Whitlock speaks in the same sort of metaphysical manner regarding his own solo albums, his debut self-titled effort released in March of 1972 and his second, the one-half rocking/one-half ballad-driven Raw Velvet, released in November of ’72. The two albums have been recently reissued by Light in the Attic’s Future Days Recordings imprint, individually on vinyl and compiled on the comprehensive collection, Where There’s a Will There’s a Way: The ABC-Dunhill Recordings. Both records feature all-star casts. George Harrison, Eric Clapton, Delaney and Bonnie play extensive roles, and some tracks feature the L.A. Symphony performing sweeping arrangements coupled with Whitlock’s husky, soulful voice. There’s a heady blend of sounds on the records, drawing from the American blues-worshiping strength of Clapton and Harrison, the country rock of Delaney and Bonnie, and lessons learned during Whitlock’s young manhood, when Don Nix paired him alongside Donald “Duck” Dunn and Steve Cropper, and he was signed as the flagship artists of Stax’s fledgling Hip Records subsidiary.

And there’s gospel there, too, reflecting an appreciation for sacred sounds that was literally beaten into Whitlock growing up. “It’s like the pebble in the pond,” he says of the records’ legacy, which is only now coming into its own. “The ripples go way out into an ocean of rock ‘n’ roll music. It’s pretty amazing.”

We discussed more.

Aquarium Drunkard: You recorded your self-titled record in the midst of Derek and the Dominos’ dissolution. How did that come about?

Bobby Whitlock: [The Dominos] had our last session together, and there was still time there [left over from the recording sessions]. I went, “Well, why don’t I do my own record, you know?” I thought that to myself. I thought, “Let’s see if I can get everyone to play.” I wanted to get everyone to play on my thing. Carl [Radle] was going to be the bass player, but he had to do something with Leon [Russell]. Had I waited…for him to finish his project with Leon, the whole album would have been Derek and the Dominos with me singing. Klaus [Voorman] is on some of it; Delaney’s [Bramlett] playing bass on some of it. It’s a document.

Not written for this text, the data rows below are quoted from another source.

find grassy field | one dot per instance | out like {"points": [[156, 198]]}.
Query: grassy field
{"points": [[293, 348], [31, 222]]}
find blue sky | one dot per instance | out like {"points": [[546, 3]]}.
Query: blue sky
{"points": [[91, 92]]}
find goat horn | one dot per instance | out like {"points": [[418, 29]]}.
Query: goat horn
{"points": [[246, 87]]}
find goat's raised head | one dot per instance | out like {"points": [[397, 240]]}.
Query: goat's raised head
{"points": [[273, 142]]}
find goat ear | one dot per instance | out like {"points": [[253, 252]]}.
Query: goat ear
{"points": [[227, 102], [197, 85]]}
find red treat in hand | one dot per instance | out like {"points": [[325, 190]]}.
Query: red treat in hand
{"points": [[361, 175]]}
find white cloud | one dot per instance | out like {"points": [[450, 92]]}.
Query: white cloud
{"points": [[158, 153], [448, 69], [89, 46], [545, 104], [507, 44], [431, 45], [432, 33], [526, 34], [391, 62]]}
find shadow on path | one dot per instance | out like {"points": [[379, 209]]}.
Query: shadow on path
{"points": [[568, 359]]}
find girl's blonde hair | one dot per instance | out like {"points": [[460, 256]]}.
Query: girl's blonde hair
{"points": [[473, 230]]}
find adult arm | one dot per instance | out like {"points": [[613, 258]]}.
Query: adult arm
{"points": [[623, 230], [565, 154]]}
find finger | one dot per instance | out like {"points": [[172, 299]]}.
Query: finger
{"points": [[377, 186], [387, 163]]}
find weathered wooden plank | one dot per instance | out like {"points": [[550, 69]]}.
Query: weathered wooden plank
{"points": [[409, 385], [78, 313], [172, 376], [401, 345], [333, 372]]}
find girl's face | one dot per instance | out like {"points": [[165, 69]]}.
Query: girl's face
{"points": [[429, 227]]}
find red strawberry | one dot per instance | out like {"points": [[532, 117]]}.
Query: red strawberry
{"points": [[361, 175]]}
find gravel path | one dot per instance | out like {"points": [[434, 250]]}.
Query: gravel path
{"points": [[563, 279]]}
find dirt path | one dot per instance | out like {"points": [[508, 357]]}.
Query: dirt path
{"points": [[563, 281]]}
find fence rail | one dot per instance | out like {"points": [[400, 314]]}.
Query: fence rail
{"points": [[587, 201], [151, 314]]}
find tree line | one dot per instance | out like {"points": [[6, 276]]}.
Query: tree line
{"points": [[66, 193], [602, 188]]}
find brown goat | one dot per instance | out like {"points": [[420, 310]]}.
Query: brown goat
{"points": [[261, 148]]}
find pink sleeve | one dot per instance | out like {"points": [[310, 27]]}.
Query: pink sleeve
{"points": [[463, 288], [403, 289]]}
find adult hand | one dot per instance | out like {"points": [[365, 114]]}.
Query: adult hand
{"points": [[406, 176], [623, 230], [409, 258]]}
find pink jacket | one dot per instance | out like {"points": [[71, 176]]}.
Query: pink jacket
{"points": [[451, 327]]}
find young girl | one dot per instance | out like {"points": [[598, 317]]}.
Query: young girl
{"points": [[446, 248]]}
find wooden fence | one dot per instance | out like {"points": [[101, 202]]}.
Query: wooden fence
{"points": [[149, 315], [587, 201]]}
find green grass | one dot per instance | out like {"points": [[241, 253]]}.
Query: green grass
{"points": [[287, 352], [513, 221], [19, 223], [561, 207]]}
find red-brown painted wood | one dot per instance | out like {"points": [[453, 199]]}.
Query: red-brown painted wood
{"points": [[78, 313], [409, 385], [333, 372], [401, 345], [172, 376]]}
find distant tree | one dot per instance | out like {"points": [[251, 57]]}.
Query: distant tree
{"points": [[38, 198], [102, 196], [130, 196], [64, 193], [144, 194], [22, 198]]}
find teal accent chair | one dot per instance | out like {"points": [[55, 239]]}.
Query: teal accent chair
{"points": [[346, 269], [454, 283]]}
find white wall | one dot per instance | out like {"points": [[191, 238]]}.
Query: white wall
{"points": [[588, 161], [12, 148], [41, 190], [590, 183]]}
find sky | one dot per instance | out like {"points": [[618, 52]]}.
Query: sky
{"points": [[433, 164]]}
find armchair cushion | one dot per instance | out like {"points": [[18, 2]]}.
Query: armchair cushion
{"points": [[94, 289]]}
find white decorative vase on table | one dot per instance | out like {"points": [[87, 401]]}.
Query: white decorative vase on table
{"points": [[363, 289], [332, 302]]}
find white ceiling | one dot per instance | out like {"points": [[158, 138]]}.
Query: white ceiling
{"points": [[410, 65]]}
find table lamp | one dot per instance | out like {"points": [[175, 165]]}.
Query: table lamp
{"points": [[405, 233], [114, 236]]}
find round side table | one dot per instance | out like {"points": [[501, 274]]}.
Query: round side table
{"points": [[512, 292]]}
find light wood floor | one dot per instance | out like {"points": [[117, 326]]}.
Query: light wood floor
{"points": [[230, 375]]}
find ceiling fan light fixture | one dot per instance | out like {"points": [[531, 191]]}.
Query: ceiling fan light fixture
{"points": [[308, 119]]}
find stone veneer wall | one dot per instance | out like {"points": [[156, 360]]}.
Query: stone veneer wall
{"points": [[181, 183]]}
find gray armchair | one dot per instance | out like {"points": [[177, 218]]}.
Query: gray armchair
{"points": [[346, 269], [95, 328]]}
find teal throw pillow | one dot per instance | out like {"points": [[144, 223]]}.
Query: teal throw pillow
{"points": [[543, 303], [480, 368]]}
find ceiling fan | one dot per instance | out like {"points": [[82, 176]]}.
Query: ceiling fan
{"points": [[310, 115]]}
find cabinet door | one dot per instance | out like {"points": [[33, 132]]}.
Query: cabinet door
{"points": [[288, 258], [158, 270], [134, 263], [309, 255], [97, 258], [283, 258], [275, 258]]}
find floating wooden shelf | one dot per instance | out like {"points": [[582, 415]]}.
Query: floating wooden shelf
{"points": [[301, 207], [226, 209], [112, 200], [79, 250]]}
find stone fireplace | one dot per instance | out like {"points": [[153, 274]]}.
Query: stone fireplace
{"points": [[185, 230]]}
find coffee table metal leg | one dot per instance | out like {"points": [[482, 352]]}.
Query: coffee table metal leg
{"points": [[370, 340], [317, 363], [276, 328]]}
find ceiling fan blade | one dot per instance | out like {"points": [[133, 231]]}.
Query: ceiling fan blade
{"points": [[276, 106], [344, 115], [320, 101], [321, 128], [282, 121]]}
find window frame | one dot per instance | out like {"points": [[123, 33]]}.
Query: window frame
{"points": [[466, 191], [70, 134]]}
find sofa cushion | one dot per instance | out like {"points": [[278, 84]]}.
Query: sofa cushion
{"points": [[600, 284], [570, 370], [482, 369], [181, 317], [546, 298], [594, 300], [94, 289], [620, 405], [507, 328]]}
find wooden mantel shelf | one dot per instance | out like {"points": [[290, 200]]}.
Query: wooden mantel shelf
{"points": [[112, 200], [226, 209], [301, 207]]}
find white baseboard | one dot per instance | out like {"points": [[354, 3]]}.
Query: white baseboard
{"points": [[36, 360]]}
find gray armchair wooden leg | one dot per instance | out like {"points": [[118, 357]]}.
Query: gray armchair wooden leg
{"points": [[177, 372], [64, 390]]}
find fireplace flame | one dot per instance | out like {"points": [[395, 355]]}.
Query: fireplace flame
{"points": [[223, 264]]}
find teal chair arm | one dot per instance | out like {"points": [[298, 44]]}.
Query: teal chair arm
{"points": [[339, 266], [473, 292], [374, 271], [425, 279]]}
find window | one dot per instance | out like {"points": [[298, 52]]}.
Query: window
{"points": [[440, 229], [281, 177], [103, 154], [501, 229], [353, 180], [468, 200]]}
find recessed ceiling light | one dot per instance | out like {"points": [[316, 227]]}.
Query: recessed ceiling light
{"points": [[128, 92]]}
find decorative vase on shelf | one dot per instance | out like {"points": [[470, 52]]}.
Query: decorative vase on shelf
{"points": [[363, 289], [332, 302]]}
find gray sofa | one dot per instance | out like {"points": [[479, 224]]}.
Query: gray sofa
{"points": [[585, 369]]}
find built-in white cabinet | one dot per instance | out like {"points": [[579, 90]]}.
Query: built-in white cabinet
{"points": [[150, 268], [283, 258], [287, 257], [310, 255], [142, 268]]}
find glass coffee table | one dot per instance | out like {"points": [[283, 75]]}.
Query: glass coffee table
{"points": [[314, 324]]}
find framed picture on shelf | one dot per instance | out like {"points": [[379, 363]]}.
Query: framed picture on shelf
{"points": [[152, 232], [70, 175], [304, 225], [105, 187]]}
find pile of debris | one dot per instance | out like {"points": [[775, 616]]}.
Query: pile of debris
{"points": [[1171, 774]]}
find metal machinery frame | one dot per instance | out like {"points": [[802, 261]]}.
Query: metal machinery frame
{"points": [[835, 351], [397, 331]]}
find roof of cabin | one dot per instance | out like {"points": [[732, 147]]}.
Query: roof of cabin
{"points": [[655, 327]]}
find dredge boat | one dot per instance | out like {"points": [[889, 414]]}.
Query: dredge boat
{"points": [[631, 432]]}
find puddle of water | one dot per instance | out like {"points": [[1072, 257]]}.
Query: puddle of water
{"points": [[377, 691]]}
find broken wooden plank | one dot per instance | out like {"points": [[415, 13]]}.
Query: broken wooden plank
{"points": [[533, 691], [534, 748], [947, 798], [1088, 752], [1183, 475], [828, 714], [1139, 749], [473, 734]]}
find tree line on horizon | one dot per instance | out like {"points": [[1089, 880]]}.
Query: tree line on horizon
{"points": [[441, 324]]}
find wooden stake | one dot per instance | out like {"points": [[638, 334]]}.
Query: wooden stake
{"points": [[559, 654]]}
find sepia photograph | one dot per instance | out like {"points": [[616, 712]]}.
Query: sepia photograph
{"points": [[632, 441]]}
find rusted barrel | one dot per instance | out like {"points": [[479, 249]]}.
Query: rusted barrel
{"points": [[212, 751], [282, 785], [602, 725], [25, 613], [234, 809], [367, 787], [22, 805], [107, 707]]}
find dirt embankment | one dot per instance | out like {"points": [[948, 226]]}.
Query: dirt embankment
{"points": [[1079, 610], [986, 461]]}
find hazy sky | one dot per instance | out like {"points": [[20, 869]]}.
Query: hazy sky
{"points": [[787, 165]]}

Pat Thomas, who put [the reissued collection for Light in the Attic] together told me once, it was “the thread,” the continuity, that linked all these records: Delaney and Bonnie, Derek & the Dominos, All Things Must Pass, Mad Dogs and English Gentlemen, The Rolling Stones; it linked all these things together. I hadn’t really given it much thought, but he’s absolutely right. It goes on and on, to Dr. John to Fleetwood Mac through Rick Vito [who also plays on Whitlock’s second LP, Raw Velvet.